If you have a perfect world model, then all you need is to train an agent on "imaginary rollouts" and then it will be exactly equivalent to training the agent on the real experience. In robotics this is really nice because you can train purely in "mental simulation" without having to wear down your robots. Model-Ensemble TRPO is a straightforward paper that tries these ideas.

Of course in practice, no one ever learns a perfect world model, so it's common to use the fictitious (imagined) experience as a supplemental experience to real interaction. The real interactions data provide some grounding in reality for both the imagination model and the policy training.

**How to choose the baseline (function b) in policy gradients?**

The baseline should be chosen to minimize the variance of gradients while keeping the estimate of the learning signal unbiased. Here is a talk that covers that stuff in more detail https://www.youtube.com/watch?v=ItI_gMuT5hw, you can also google terms like "variance reduction policy gradient" more and "control variates reinforcement learning". I have a blog post on variance reduction, which also discusses control variates: https://blog.evjang.com/2016/09/variance-reduction-part1.html

Consider episode returns for 3 actions = [1, 10, 100]. Clearly the third action is by far the best, but if you take a naive policy gradient, you end up increasing the likelihood of the bad actions too! Typically $b=V(s)$ is sufficient, because it turns the $Q(s,a)-V(s)$ into advantage $A(s,a)$, which has the desired effect of increasing the likelihood of good actions, keeping the likelihood of neutral actions the same, and decreasing the likelihood of bad actions.
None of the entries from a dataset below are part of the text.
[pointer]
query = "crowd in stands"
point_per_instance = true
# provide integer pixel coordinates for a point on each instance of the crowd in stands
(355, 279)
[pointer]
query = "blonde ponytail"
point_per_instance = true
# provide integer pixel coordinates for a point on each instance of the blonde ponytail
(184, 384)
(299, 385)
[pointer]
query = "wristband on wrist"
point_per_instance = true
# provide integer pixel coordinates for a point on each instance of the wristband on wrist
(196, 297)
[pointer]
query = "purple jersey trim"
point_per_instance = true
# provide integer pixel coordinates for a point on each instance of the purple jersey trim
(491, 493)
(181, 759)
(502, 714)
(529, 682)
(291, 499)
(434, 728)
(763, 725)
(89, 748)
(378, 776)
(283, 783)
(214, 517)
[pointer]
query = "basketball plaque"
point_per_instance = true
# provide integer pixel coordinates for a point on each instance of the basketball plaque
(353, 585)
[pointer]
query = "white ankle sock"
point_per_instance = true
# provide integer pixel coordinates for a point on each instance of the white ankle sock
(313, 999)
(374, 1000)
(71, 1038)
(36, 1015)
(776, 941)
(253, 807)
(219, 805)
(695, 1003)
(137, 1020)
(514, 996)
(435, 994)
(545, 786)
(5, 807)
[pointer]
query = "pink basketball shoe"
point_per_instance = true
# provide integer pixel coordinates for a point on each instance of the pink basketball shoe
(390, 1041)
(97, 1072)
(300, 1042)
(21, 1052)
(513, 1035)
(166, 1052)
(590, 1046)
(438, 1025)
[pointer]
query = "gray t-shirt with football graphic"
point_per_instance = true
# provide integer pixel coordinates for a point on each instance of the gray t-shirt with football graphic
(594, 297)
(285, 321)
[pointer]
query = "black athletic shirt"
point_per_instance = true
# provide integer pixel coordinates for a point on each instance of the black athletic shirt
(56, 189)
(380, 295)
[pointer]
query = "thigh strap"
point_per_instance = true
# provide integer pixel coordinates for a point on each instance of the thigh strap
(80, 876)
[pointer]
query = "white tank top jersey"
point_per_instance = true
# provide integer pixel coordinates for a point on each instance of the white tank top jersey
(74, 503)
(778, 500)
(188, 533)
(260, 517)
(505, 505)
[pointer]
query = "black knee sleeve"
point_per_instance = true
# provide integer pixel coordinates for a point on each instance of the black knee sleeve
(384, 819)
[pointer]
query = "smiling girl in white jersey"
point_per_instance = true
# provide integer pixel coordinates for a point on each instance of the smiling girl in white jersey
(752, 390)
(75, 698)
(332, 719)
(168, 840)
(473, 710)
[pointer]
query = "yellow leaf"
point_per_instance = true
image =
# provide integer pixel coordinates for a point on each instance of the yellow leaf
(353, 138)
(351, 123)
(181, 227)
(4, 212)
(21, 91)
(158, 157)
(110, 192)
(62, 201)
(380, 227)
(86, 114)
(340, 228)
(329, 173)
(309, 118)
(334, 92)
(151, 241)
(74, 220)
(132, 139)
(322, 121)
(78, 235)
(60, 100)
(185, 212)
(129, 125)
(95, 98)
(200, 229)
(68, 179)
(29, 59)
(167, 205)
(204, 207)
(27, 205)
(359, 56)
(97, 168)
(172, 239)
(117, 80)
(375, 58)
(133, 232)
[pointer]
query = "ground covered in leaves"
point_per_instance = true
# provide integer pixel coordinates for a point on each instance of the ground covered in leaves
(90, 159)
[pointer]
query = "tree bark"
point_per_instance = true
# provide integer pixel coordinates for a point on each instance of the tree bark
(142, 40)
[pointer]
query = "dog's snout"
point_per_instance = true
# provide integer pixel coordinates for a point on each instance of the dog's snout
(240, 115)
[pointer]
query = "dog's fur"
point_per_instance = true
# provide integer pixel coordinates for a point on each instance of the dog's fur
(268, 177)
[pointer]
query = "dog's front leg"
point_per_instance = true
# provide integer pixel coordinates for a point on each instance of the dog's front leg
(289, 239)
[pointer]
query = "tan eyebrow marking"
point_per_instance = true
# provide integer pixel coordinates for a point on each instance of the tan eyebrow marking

Here is a paper that applies an additional control variate on top of advantage estimation to further reduce variance.

**How to better understand target policy smoothing in TD3?**

In actor-critic methods, both the Q function and actor are neural networks, so it can be very easy to use gradient descent to find a region of high curvature in the Q function where the value is very high. You can think of the actor as a generator and a critic as a discriminator, and the actor learns to "adversarially exploit" regions of curvature in the critic so as to maximize the Q value without actually emitting meaningful actions.

#### A Note on Categorizing RL Algorithms

For example, it is possible to derive actor critic algorithms from both on-policy and off-policy perspectives.

Starting from off-policy methods, you have DQN which use the inductive bias of Bellman Equality to learn optimal policies via dynamic programming. Then you can extend DQN to continuous actions via an actor network, which arrives at DDPG.

Starting from on-policy methods, you have REINFORCE, which is vanilla policy gradient algorithm. You can add a value function as a control variate, and this requires learning a critic network. This again re-derives something like PPO or DDPG.

So is DDPG an on-policy or off-policy algorithm? Depending on the frequency with which you update the critic vs. the actor, it starts to look more like onpolicy or offpolicy update. My colleague Shane has a good treatment of the subject in his Interpolated Policy Gradients paper.